Die Angeklagten, zwei Unternehmer aus Pforzheim bzw. aus dem niedersächsischen Achim, gestanden die Lieferung. Wegen Verstoßes gegen das Außenwirtschafts- und das Kriegswaffenkontrollgesetz wurden sie zu fünf Jahren Haft bzw. zu einer zweieinhalbjährigen Bewährungsstrafe verurteilt.

Das Mannheimer Gericht vermied es, der Frage nachzugehen, ob im Irak mit den Bohrwerkzeugen tatsächlich Artilleriegeschütze gebaut wurden. Sollte das geschehen sein, könnten diese in einem Krieg gegen britische und amerikanische Soldaten eingesetzt werden. Das Unternehmen eines der in Mannheim Angeklagten stand zudem auf der Liste der mehr als 80 deutschen Firmen, die im irakischen Waffendossier vom Dezember 2002 genannt sind. Die Liste ist ein Teil des Berichts der irakischen Regierung an die Uno-Waffeninspekteure. Die taz berichtete im vergangenen Dezember, dass sich darauf die Namen prominenter Konzerne wie Daimler-Benz, MAN, Degussa, Preussag, Ferrostaal, Hochtief und Siemens fänden. (Jungle World, 1/03 und 2/03)

An einer Veröffentlichung dieser Liste und an weiteren Prozessen gegen deutsche Waffenlieferanten dürfte die Bundesregierung momentan kein Interesse haben, zumal da in den USA bereits ein Boykott deutscher Firmen, die im Irak Geschäfte machen, gefordert wurde. Anfang Februar drohte die US-Regierung in einem Brief an Bundeswirtschaftsminister Wolfgang Clement (SPD), dass deutsche Unternehmen ihre Geschäftsbeziehungen in den USA verlieren könnten, falls sie an ihrem Engagement im Irak festhielten.

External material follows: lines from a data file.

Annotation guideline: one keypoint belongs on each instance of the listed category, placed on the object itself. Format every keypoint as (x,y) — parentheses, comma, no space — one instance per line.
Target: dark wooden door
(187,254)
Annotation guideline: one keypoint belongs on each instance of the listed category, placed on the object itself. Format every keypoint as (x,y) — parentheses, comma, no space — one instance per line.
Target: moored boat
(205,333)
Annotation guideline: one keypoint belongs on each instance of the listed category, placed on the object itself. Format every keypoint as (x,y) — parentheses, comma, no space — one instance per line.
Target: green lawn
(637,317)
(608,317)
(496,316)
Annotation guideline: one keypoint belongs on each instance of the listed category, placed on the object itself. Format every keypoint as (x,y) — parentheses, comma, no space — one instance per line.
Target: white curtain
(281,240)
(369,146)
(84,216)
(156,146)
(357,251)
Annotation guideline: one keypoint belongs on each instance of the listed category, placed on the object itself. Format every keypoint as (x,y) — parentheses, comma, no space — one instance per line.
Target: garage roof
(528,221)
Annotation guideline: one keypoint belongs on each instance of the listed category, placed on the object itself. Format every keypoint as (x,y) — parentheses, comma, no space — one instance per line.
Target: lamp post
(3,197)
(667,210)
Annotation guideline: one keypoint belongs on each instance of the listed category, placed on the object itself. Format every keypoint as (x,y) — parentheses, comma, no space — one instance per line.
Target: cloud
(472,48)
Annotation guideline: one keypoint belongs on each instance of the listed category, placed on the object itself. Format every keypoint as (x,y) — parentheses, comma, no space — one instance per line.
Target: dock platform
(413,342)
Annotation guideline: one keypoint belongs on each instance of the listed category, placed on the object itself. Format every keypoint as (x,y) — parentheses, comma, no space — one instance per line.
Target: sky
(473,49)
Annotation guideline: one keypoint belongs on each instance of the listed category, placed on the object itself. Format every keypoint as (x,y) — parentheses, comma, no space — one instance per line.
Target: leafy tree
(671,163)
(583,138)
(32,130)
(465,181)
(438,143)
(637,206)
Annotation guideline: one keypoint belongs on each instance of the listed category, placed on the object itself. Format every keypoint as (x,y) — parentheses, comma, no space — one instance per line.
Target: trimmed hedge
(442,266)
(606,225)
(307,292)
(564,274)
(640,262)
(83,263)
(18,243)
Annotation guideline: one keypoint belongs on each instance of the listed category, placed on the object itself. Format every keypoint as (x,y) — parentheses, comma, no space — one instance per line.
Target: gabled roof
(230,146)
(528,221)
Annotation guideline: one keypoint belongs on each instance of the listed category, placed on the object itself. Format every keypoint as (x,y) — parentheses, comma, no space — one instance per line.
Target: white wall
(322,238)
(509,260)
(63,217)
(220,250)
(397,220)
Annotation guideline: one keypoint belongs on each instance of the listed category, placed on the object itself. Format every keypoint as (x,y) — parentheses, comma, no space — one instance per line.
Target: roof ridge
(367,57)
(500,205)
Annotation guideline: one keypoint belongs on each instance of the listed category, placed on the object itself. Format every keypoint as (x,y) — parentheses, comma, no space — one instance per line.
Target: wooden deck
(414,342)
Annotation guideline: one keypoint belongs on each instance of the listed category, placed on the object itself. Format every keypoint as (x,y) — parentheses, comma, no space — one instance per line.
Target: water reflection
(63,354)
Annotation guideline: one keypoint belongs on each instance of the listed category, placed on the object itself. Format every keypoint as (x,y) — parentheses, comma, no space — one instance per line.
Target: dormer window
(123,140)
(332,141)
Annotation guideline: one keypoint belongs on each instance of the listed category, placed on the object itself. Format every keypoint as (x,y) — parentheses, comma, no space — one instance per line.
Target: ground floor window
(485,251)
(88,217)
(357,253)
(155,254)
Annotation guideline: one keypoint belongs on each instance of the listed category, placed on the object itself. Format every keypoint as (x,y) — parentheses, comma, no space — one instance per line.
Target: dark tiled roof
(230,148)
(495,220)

Von einem derartigen Boykott, sollte es denn tatsächlich zu ihm kommen, könnten beispielsweise die Unternehmen Siemens und Daimler-Chrysler betroffen sein. Einem Bericht der Welt zufolge warfen verschiedene US-Medien Siemens vor, Material zum Bau von Atomwaffen in den Irak geliefert zu haben. In der Münchner Konzernzentrale wies man dies von sich. In einem entsprechenden Fall habe es sich lediglich um Schalter für Nierensteinzertrümmerer gehandelt.

Doch bereits im August 2002 belegte das Fernsehmagazin »Report«, dass Siemens groß im Irakgeschäft ist. So verkaufte Iskratel, die slowenische Tochter von Siemens, im Jahr 1998 ohne eine Genehmigung der Uno für 13 Millionen US-Dollar digitale Telefonvermittlungsanlagen in den Irak. (Jungle World, 51/02) Inzwischen ermittelt die Staatsanwaltschaft München I in dieser Sache. Am vergangenen Mittwoch wurden die Privatwohnungen zweier Manager von Siemens durchsucht.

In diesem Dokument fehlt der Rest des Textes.